The CSE reminds its readers: “The incisive factsheets covered in the series over the years have made headlines, and some were even used for raising related questions in the Parliament. This has been the rationale behind this unique ‘In Figures’ Annual series: to let the data ask the right questions. The need for data/questions has become even more pertinent today.”
This fact – let the data ask – is applicable in all countries.
The report is a mirror of power-equation in public life as it shows who pollutes and who pays. Polluter is always the powerful while the public always make payment. To pollute, to deface environment, to demolish ecology, it requires power in many forms – money-power, muscle-power, political-power – and source of these powers is the same: money-power.
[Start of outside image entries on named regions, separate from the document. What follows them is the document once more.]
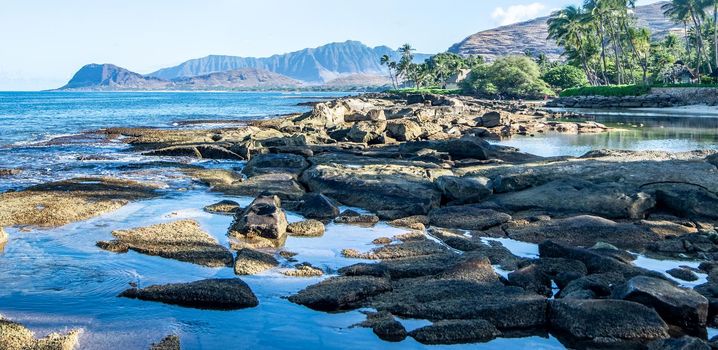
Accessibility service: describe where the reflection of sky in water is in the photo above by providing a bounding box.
[496,111,718,156]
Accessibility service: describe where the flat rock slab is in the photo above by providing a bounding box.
[549,299,668,346]
[289,276,391,311]
[102,220,232,267]
[0,178,158,227]
[119,278,259,310]
[409,319,501,345]
[613,276,708,331]
[429,205,511,230]
[0,316,80,350]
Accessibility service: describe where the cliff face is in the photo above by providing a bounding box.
[144,41,429,84]
[449,2,680,60]
[60,64,170,90]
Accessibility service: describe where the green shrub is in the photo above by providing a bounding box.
[462,56,555,98]
[542,64,588,90]
[561,85,651,97]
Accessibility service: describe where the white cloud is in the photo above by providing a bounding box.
[491,2,546,25]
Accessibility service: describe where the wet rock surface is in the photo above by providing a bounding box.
[98,220,232,267]
[120,278,259,310]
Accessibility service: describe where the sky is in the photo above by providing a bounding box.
[0,0,655,91]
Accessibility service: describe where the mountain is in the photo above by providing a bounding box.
[148,41,430,84]
[172,68,302,90]
[60,64,171,90]
[449,2,681,60]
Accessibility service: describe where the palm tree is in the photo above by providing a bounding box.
[548,6,595,85]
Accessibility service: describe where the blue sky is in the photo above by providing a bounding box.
[0,0,654,90]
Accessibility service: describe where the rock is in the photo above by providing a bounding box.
[302,157,441,219]
[492,179,656,219]
[234,248,279,275]
[368,277,546,329]
[296,193,339,220]
[287,219,324,237]
[120,278,259,310]
[504,215,662,249]
[242,153,309,177]
[289,276,392,311]
[204,199,242,215]
[0,178,158,228]
[224,173,305,200]
[399,136,492,160]
[386,119,422,141]
[347,120,387,143]
[229,196,287,248]
[361,312,406,342]
[282,263,324,277]
[647,336,711,350]
[613,276,708,331]
[150,335,180,350]
[429,205,511,230]
[98,220,232,267]
[0,316,80,350]
[334,210,379,225]
[435,176,493,204]
[666,267,698,282]
[409,319,501,345]
[548,299,668,347]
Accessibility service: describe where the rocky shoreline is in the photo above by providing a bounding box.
[0,95,718,349]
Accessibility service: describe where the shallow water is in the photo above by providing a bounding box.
[495,111,718,157]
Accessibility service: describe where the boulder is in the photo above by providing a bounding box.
[289,276,392,311]
[386,119,423,141]
[120,278,259,310]
[548,299,668,347]
[409,319,501,345]
[429,205,511,230]
[204,199,242,215]
[242,153,309,177]
[296,193,339,220]
[98,220,232,267]
[229,196,287,248]
[434,176,493,204]
[613,276,708,332]
[347,120,387,143]
[234,248,279,275]
[504,215,662,249]
[287,219,324,237]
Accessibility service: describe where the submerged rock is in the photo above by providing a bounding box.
[234,248,279,275]
[150,335,180,350]
[409,319,501,345]
[229,196,287,248]
[204,199,242,215]
[0,316,80,350]
[0,178,158,227]
[98,220,232,267]
[548,299,668,347]
[289,276,391,311]
[119,278,259,310]
[287,219,324,237]
[613,276,708,332]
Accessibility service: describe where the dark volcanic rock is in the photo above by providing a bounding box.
[289,276,392,311]
[229,196,287,248]
[120,278,259,310]
[409,319,501,344]
[548,300,668,347]
[613,276,708,330]
[504,215,662,248]
[429,205,511,230]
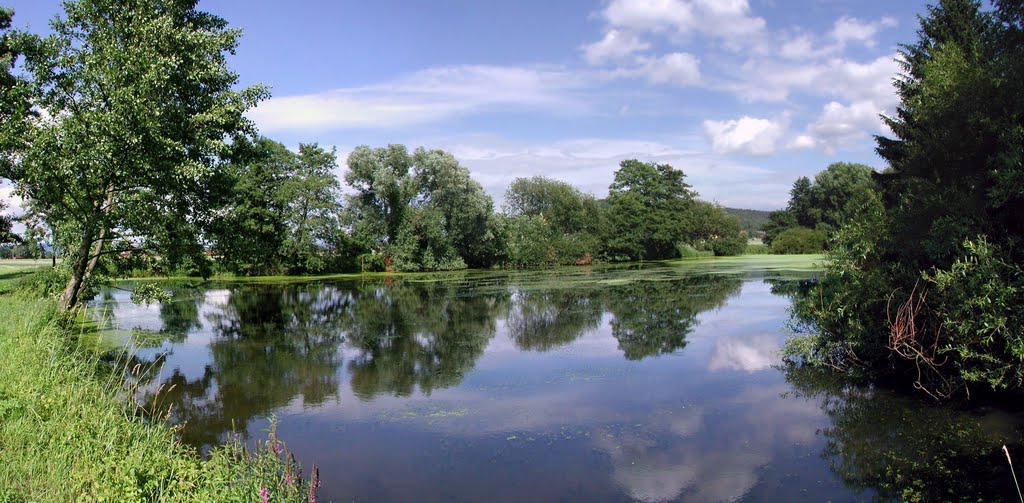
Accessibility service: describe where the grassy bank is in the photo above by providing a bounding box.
[0,268,317,502]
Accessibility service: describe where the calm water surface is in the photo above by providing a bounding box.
[95,257,1024,502]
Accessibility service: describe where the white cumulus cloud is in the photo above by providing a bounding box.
[703,116,786,156]
[791,100,886,154]
[830,16,897,47]
[583,30,650,65]
[637,52,700,86]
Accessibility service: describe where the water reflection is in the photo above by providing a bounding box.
[106,277,742,448]
[144,286,349,447]
[785,368,1024,501]
[90,265,1024,502]
[507,289,604,351]
[607,277,742,360]
[343,283,509,400]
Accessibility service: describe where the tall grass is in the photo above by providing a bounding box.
[0,270,318,502]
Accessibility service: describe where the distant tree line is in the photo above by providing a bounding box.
[762,163,877,253]
[201,137,745,275]
[774,0,1024,399]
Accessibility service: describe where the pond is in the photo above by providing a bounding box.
[94,257,1024,502]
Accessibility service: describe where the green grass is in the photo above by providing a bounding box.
[743,240,771,255]
[0,270,317,502]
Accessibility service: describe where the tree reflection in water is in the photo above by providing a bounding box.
[783,367,1024,501]
[343,282,509,400]
[606,276,742,360]
[144,285,350,447]
[121,276,741,448]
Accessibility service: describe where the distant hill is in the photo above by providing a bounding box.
[725,208,769,235]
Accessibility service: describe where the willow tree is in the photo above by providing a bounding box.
[9,0,266,309]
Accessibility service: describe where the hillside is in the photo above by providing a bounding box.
[725,208,770,234]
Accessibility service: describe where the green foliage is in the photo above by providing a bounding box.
[210,136,297,275]
[771,227,826,254]
[606,160,696,260]
[743,242,771,255]
[0,0,266,308]
[680,201,746,256]
[505,176,604,267]
[0,281,316,502]
[0,6,38,179]
[764,163,877,245]
[798,0,1024,397]
[0,201,18,245]
[784,367,1021,503]
[677,243,715,258]
[928,239,1024,389]
[279,143,341,274]
[345,144,504,270]
[762,209,800,246]
[723,208,769,237]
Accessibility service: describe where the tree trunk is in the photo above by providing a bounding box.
[59,185,114,311]
[59,228,93,311]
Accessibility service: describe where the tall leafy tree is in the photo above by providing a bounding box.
[0,6,37,173]
[607,160,696,260]
[280,143,341,273]
[0,200,17,245]
[802,0,1024,397]
[209,136,298,275]
[9,0,266,308]
[413,148,501,267]
[345,144,502,270]
[345,144,419,250]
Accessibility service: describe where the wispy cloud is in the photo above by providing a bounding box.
[250,66,589,132]
[411,135,791,209]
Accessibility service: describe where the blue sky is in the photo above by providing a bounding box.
[0,0,926,209]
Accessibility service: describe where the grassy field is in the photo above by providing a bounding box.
[0,262,310,502]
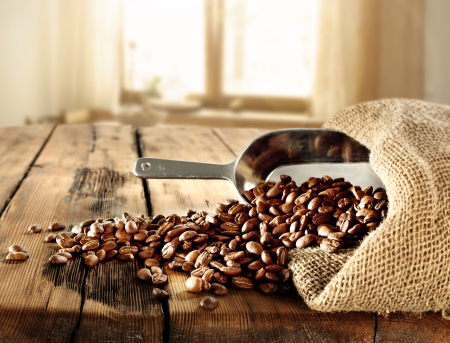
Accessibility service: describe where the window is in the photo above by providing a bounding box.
[124,0,317,111]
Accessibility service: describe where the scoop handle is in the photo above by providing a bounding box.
[134,157,234,181]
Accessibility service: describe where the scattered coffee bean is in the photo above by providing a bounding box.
[186,276,202,293]
[48,222,66,231]
[49,254,69,264]
[27,175,388,298]
[8,244,27,253]
[6,251,28,262]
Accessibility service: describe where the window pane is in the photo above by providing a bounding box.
[223,0,318,97]
[124,0,205,100]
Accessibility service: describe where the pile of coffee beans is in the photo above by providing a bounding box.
[14,175,388,309]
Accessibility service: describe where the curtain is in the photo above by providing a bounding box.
[311,0,425,120]
[0,0,122,126]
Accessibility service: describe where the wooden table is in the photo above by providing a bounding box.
[0,125,450,343]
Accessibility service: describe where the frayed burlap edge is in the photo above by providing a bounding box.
[289,99,450,318]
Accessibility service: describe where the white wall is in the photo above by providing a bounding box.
[424,0,450,105]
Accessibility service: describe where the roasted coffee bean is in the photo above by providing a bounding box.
[34,175,388,300]
[210,282,228,295]
[28,224,43,233]
[153,287,169,300]
[200,296,219,311]
[56,232,74,248]
[295,234,317,249]
[119,246,139,255]
[6,251,28,261]
[105,249,119,260]
[116,253,134,262]
[136,268,152,281]
[84,255,98,268]
[320,238,341,253]
[245,241,264,255]
[231,276,253,289]
[49,254,69,264]
[186,276,202,293]
[220,266,242,276]
[152,273,168,286]
[55,251,73,260]
[258,282,278,295]
[81,239,100,251]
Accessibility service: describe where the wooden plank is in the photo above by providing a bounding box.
[374,312,450,343]
[213,128,269,156]
[214,129,450,343]
[0,125,164,342]
[0,125,53,213]
[140,128,375,342]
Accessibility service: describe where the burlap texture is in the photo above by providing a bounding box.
[289,99,450,313]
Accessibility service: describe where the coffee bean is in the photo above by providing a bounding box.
[28,224,43,233]
[49,254,69,264]
[258,282,278,295]
[84,254,98,268]
[136,268,152,281]
[186,276,202,293]
[152,273,168,286]
[29,175,388,297]
[231,276,253,289]
[210,282,228,295]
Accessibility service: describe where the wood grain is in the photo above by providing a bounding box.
[0,125,163,342]
[140,128,375,342]
[0,125,53,213]
[374,312,450,343]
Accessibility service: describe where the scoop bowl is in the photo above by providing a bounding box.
[134,129,383,201]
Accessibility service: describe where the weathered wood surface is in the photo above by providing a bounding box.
[0,125,450,342]
[0,125,164,342]
[0,125,53,211]
[140,128,375,342]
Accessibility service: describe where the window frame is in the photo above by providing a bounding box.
[121,0,311,114]
[188,0,311,112]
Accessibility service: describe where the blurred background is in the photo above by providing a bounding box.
[0,0,450,129]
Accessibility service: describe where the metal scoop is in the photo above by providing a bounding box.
[134,129,383,201]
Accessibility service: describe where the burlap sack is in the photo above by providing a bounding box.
[289,99,450,314]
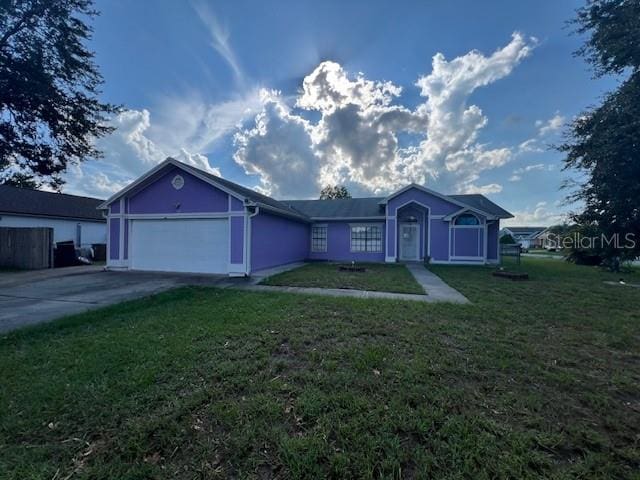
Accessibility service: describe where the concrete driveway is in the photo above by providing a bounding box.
[0,266,230,333]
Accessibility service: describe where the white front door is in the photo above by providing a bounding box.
[400,223,420,260]
[129,218,229,273]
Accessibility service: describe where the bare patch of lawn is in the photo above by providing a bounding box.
[262,262,425,295]
[0,258,640,480]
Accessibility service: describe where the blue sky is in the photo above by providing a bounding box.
[66,0,613,224]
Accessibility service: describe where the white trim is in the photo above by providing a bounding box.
[247,207,260,275]
[348,222,383,227]
[398,222,420,261]
[247,202,313,223]
[443,207,497,221]
[379,183,512,218]
[106,214,111,267]
[0,212,109,223]
[309,216,386,222]
[126,212,232,220]
[97,157,245,210]
[348,222,386,253]
[309,223,329,253]
[242,211,249,275]
[444,208,486,227]
[447,218,452,261]
[380,183,469,207]
[386,200,432,259]
[118,197,128,263]
[483,219,489,261]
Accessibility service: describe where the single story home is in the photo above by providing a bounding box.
[500,227,547,250]
[0,185,107,248]
[100,158,512,276]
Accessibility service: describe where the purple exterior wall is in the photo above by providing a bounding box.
[229,217,244,264]
[385,218,398,256]
[231,196,244,212]
[109,218,120,260]
[430,219,449,262]
[251,212,310,272]
[387,188,460,216]
[487,220,500,261]
[395,203,429,259]
[307,221,386,262]
[123,220,129,260]
[129,167,229,214]
[387,188,460,261]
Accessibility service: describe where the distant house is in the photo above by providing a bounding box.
[0,185,107,247]
[500,227,547,250]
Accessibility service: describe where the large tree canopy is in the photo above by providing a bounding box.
[0,0,117,188]
[559,0,640,258]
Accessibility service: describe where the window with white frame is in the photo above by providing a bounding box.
[351,225,382,252]
[311,225,327,252]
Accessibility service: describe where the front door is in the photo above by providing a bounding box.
[400,223,420,261]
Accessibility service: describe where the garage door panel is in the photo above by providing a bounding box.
[130,219,229,273]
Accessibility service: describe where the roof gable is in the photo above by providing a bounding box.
[98,157,309,221]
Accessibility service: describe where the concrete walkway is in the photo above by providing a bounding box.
[406,263,469,303]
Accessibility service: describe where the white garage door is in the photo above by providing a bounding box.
[129,219,229,273]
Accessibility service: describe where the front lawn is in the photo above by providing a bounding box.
[0,258,640,480]
[262,262,425,295]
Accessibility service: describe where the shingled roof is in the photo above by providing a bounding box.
[0,185,106,222]
[102,158,512,221]
[447,193,513,218]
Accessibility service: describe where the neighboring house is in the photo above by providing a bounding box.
[0,185,107,247]
[100,158,511,275]
[500,227,547,250]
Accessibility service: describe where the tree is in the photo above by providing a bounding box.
[0,172,41,190]
[320,185,351,200]
[500,233,518,245]
[558,0,640,263]
[0,0,118,190]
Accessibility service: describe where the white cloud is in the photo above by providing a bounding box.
[192,2,245,85]
[536,112,566,137]
[234,33,535,197]
[501,202,568,227]
[64,91,262,196]
[517,112,566,154]
[509,163,555,182]
[462,183,502,195]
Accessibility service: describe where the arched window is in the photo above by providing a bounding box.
[455,213,480,225]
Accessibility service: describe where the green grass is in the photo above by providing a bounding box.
[262,262,425,295]
[0,258,640,480]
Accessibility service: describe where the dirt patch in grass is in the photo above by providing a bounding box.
[262,263,425,295]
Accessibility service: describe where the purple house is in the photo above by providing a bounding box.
[99,158,512,276]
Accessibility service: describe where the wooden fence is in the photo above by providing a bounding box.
[0,227,53,270]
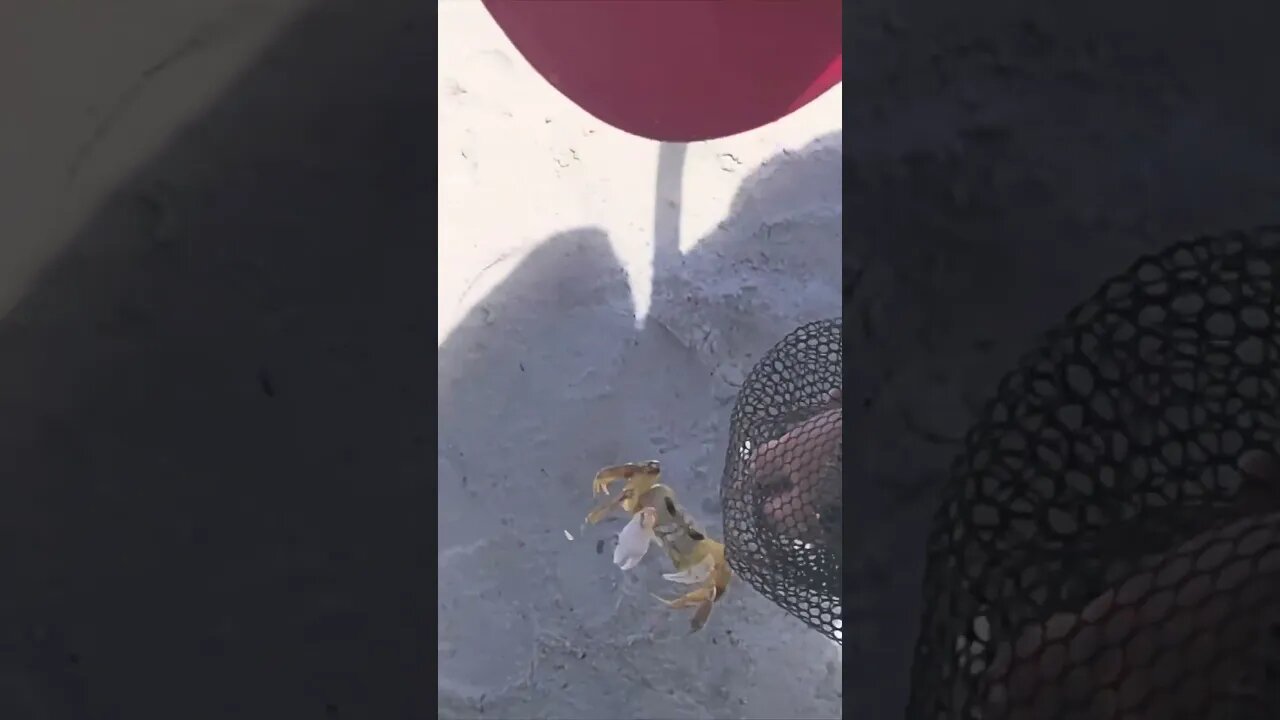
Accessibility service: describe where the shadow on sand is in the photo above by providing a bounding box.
[439,135,841,717]
[0,3,436,720]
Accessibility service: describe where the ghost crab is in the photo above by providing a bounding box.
[586,460,733,633]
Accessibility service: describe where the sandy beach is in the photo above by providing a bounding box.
[0,0,1280,720]
[438,3,841,717]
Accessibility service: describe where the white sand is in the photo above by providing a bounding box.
[439,1,841,717]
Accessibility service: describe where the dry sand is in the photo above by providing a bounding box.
[438,1,841,717]
[0,0,1280,720]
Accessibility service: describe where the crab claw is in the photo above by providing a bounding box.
[653,585,717,633]
[662,555,716,585]
[591,460,662,496]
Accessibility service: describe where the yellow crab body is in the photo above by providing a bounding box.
[586,460,733,632]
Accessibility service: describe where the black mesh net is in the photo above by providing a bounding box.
[908,229,1280,720]
[721,320,841,642]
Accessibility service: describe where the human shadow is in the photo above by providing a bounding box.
[0,3,435,720]
[439,135,840,717]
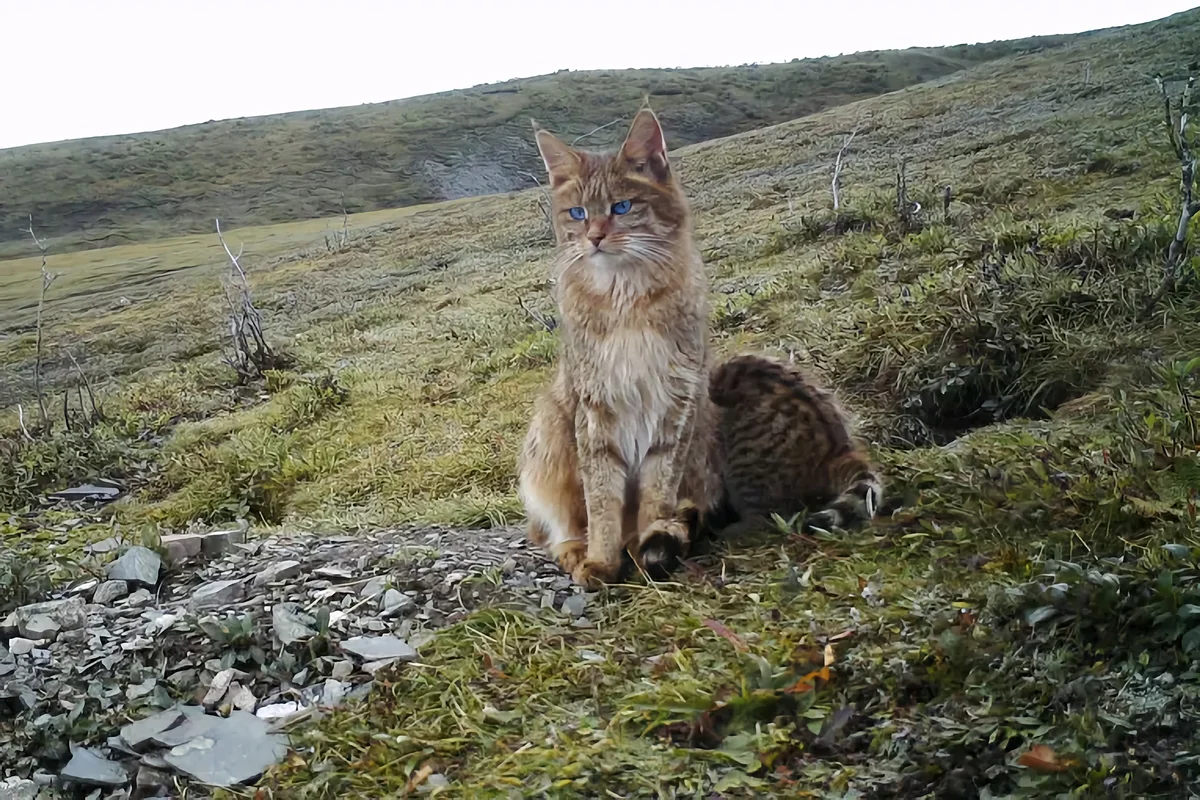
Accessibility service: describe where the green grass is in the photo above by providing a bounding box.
[0,36,1076,258]
[0,12,1200,798]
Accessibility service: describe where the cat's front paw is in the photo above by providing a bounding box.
[571,559,620,591]
[637,519,690,581]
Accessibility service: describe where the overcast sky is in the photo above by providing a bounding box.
[0,0,1193,149]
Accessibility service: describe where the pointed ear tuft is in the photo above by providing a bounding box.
[620,106,671,181]
[536,130,580,188]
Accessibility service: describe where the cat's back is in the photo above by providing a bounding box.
[708,355,852,451]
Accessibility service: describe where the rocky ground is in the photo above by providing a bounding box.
[0,515,580,800]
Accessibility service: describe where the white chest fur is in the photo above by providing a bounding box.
[594,329,690,469]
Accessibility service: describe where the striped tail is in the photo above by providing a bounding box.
[804,452,883,531]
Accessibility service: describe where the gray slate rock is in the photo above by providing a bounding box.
[108,546,162,587]
[192,581,246,608]
[91,581,130,606]
[563,595,588,619]
[164,711,288,787]
[13,597,88,638]
[17,614,62,642]
[0,775,37,800]
[162,534,204,564]
[380,589,416,619]
[59,747,130,789]
[8,637,37,656]
[254,561,300,587]
[271,603,317,645]
[342,636,416,661]
[121,708,185,752]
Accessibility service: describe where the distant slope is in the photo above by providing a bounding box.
[0,36,1076,258]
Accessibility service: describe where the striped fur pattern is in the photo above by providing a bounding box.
[709,355,883,530]
[518,108,720,588]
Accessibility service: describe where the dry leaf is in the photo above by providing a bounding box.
[784,667,829,694]
[402,764,433,798]
[704,619,749,652]
[1016,745,1067,772]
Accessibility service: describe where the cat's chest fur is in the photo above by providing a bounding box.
[586,326,696,467]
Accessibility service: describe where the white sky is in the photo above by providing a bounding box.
[0,0,1192,148]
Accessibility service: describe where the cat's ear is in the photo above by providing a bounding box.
[620,106,671,181]
[534,122,580,188]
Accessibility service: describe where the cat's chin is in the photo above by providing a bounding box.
[587,249,632,271]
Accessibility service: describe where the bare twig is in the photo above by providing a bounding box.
[829,122,860,211]
[216,219,284,381]
[25,215,59,429]
[571,116,625,148]
[1142,74,1200,317]
[517,297,558,331]
[522,173,554,239]
[67,350,103,425]
[896,158,920,234]
[17,403,34,441]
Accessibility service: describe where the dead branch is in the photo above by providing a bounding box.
[17,403,34,441]
[25,215,59,429]
[829,124,860,211]
[896,158,920,235]
[517,297,558,332]
[571,116,625,148]
[1142,74,1200,317]
[67,350,104,427]
[216,219,286,383]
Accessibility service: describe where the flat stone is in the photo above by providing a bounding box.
[125,589,154,608]
[254,700,304,722]
[0,775,37,800]
[59,747,130,789]
[150,705,221,747]
[563,595,588,619]
[362,658,396,675]
[17,614,62,642]
[83,536,121,555]
[271,603,317,646]
[342,636,416,661]
[312,566,354,581]
[380,589,416,619]
[228,682,258,712]
[162,534,203,564]
[136,764,172,796]
[359,578,388,597]
[49,483,121,503]
[108,546,162,587]
[14,597,88,638]
[320,678,349,709]
[91,581,130,606]
[254,561,300,587]
[200,528,246,557]
[164,711,288,787]
[191,581,246,608]
[121,708,186,752]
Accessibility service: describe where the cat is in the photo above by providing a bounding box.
[708,355,883,530]
[517,107,720,588]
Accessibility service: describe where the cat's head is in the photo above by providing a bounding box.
[538,108,689,266]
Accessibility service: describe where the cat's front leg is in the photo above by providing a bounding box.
[571,402,626,589]
[630,383,698,578]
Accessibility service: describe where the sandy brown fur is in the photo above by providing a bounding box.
[709,355,882,528]
[518,109,719,585]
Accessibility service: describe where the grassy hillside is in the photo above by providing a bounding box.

Pilferage is also a way of destroying environment. This act – pilferage – is an action-pious to a section of society; and the action also requires power.
The CSE-report is also a tale of power indifferent to public interest, and to posterity. This type of reports helps create awareness among public, helps create struggle for accountability and transparency. For many societies, this type of report is essential if the societies like to move along the path of its citizens’ survival and of democracy, because such reports make available required facts, and without facts, many fiery utterances, now in vogue in places, turn vague, useless.
Farooque Chowdhury writes from Dhaka, Bangladesh.